Abstract
Extreme precipitation can cause disasters such as floods, landslides and crop destruction. A further study on extreme precipitation is essential for enabling reliable projections of future changes. In this study, the trends and frequency distribution changes in extreme precipitation across different major river basins around the world during 1960–2011 were examined based on two of the latest observational data sets respectively collected from 110,000 and 26,592 global meteorological stations. The results showed that approximately a quarter of basins have experienced statistically significant increase in maximum consecutive one-day, three-day and five-day precipitation (RX1day, RX3day and RX5day, respectively). In particular, dramatic increases were found in the recent decade for the Syr Darya River basin (SDR) and Amu Darya River basin (ADR) in the Middle East, while a decrease in RX3day and RX5day were seen over the Amur River basin in East Asia. One third of basins showed remarkable changes in frequency distributions of the three indices, and in most cases the distributions shifted toward larger amounts of extreme precipitation. Relative to the subperiod of 1960–1984, wider range of the three indices over SDR and ADR were detected for 1985–2011, indicating intensification along with larger fluctuations of extreme precipitation. However, some basins have frequency distributions shifting toward smaller amounts of RX3day and RX5day, such as the Columbia River basin and the Yellow River basin. The study has potential to provide the most up-to-date and comprehensive global picture of extreme precipitation, which help guide wiser public policies in future to mitigate the effects of these changes across global river basins.
Highlights
Flood, landslide and soil erosion triggered by extreme precipitation are among the major hazards that pose threats to society and the environment [1,2,3,4,5,6,7]

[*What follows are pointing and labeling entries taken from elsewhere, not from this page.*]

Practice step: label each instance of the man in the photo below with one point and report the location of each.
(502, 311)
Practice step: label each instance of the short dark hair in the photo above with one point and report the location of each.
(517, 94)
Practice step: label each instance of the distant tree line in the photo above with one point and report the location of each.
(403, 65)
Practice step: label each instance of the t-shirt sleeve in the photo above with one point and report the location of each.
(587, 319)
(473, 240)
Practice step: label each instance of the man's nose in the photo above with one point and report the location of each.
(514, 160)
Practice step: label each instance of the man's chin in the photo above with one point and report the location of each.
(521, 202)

Alexander et al (2006) examined global trends and probability distributions of extreme precipitation, showing that extreme precipitation has increased on the whole for the 20th century, but the probability distribution of maximum one-day precipitation (RX1day) does not exhibit remarkable changes [11]

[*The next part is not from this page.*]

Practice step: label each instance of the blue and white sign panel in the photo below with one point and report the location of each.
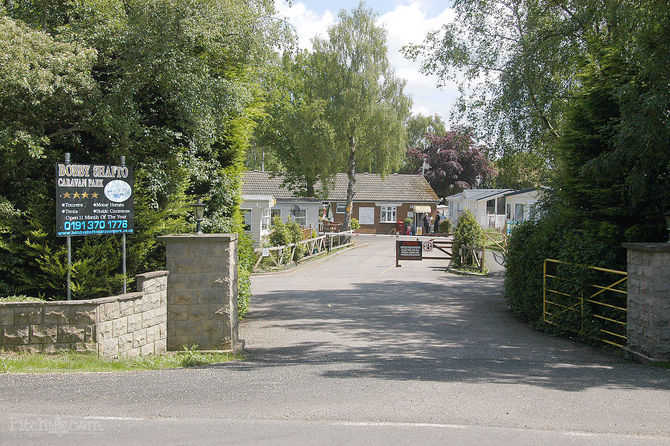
(94, 199)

We show remarkable changes in the frequency distributions of extreme precipitation over some basins, such as the RX1day, RX3day and RX5day over basin #1, the RX1day and RX5day over basin #5 and the RX3day and RX5day over basin #14, all of which shift toward larger amount suggesting intensified extreme precipitation at local scales
Summary
Landslide and soil erosion triggered by extreme precipitation are among the major hazards that pose threats to society and the environment [1,2,3,4,5,6,7]. The understanding of extreme precipitation features is beneficial for the forecasting and management of these hazards. Extreme precipitation is becoming substantially more intense and unpredictable, with larger fluctuations than the past largely due to climate change, and it always displays high spatiotemporal heterogeneity [8,9,10,11]. Exploring extreme precipitation behaviors across various regions enables a comprehensive understanding of how it changes in space and time under the changing environment [12,13]. A variety of literatures have revealed extreme precipitation changes at different spatial scales. Alexander et al (2006) examined global trends and probability distributions of extreme precipitation, showing that extreme precipitation has increased on the whole for the 20th century, but the probability distribution of maximum one-day precipitation (RX1day) does not exhibit remarkable changes [11]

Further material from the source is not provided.